I think the difference now compared to 2017 is that the operation now is much stronger and powerful than it was before. When I say more powerful, I mean more flights, more destinations, and better schedules. the company now has much better punctuality than back in 2017.
We have the newest fleet in the region. In 2017, we did not have such a modern fleet. We have lower costs now and we are more efficient than in 2017. Finally, (this was also mentioned by your colleagues), the customers know the low-cost model better and accept it more in 2020 than they did in 2017. It`s still a new model in South America. You are American, and in the United States it has existed for 30 or 40 years. It has been in Colombia ever since Viva launched it 7 years ago, 2012, 2013, so, all those factors pushed us to return and make me believe that we will do well.
Finance Colombia: It`s very interesting how Viva Air has changed since you arrived, it has been 2 years now, it was in April 2018?
Felix Antelo: Yes, May 2018.
Finance Colombia: Yes, I wrote an article—things have changed so much. You have operations here, you are so strong in Peru, and it`s so curious because each time I see more and more low-cost airlines arriving in Colombia from Panama, the United States, now from Spain, Chile. I know so many people, such as back in Medellin, that have flown for the first time with you. So, I imagine, that as you say, democratizing the experience, the transportation, before; this was done by bus, but now your fares can almost compete with the bus fleets.
Felix Antelo: Yes, effectively, the greatest goal that we have is to democratize transportation. Air transportation in our case, but transportation overall, our goal is that people who could not fly before, or traveled by bus, can have access to air transportation, which is basically what you are mentioning. Approximately 20% of our clients are clients who are flying on an airplane for the first time.
So, we are saying that last year we carried six million passengers, and more than a million passengers flew for the first time on an airplane with us. Just as you said, it`s fascinating, it`s what makes me move forward, both me and Viva, this is what mobilizes us, generating that, we are a company that promotes development, well-being, connectivity, dreams.
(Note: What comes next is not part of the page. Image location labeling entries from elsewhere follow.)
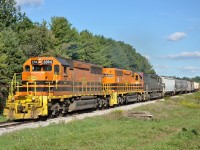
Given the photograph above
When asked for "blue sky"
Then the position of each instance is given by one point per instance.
(167, 32)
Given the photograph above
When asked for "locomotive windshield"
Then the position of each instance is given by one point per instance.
(41, 68)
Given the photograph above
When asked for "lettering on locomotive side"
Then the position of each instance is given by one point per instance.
(45, 62)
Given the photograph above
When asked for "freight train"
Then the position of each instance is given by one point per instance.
(50, 86)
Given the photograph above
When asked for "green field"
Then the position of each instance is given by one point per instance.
(175, 125)
(2, 118)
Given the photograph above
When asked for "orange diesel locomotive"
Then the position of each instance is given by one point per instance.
(51, 86)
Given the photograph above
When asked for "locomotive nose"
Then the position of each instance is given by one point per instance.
(33, 76)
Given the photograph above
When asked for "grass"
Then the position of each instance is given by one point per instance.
(175, 126)
(2, 118)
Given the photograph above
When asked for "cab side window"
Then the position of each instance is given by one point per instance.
(136, 77)
(27, 68)
(65, 70)
(56, 69)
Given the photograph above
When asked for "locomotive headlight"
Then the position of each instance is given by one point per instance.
(33, 99)
(12, 99)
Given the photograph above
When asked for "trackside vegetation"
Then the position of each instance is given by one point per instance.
(175, 125)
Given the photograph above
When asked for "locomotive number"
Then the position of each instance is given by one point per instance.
(34, 62)
(47, 62)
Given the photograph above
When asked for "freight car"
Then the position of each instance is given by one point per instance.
(153, 86)
(169, 85)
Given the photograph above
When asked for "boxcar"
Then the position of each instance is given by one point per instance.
(189, 87)
(169, 85)
(184, 86)
(153, 86)
(178, 86)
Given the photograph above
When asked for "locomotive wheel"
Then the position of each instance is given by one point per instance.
(139, 98)
(105, 103)
(100, 103)
(119, 101)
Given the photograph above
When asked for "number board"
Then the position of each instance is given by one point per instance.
(47, 62)
(44, 62)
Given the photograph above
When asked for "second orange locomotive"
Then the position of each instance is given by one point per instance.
(51, 86)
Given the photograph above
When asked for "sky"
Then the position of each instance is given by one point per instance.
(166, 32)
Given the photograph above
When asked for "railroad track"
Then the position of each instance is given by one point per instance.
(8, 124)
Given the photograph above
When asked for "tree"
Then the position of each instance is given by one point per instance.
(37, 41)
(10, 14)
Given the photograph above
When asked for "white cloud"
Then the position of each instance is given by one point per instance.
(189, 69)
(147, 57)
(30, 2)
(185, 55)
(159, 66)
(177, 36)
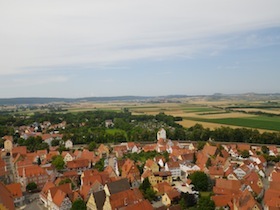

We help to carry out the dreams of those passengers that fly for the first time on an airplane. If you have the chance to fly with us, and I know you fly, you will see it, we always give a special greeting to those who fly for the first time, and not with Viva but to all those who fly for the first time. It`s a unique experience, which also has the singularity to be a life-changing trip. As I say, someone who flies for the first time on an airplane will hardly use a different means of transport again. He or she will not only overcome the fear if he or she was afraid of flying, but he knows he will also arrive faster, he knows it`s much safer, and there`s all the fascination of flying, and that`s what we work for every day.
Finance Colombia: I saw some foreign tourists on the flight, I know you fly for example, to Miami, do you know what percentage of the passengers are tourists that are not from Colombia or Peru?
Felix Antelo: Foreigners, well, look, within Colombia and Peru, about 25 percent, an average of 20 or 25 percent of those who fly are foreigners, which is a very high percentage, considering that, as you said, our only flight to the United States right now is to Miami. We are looking at other international routes, but now we only fly to Miami, so it´s a high percentage, almost 25 percent are foreigners.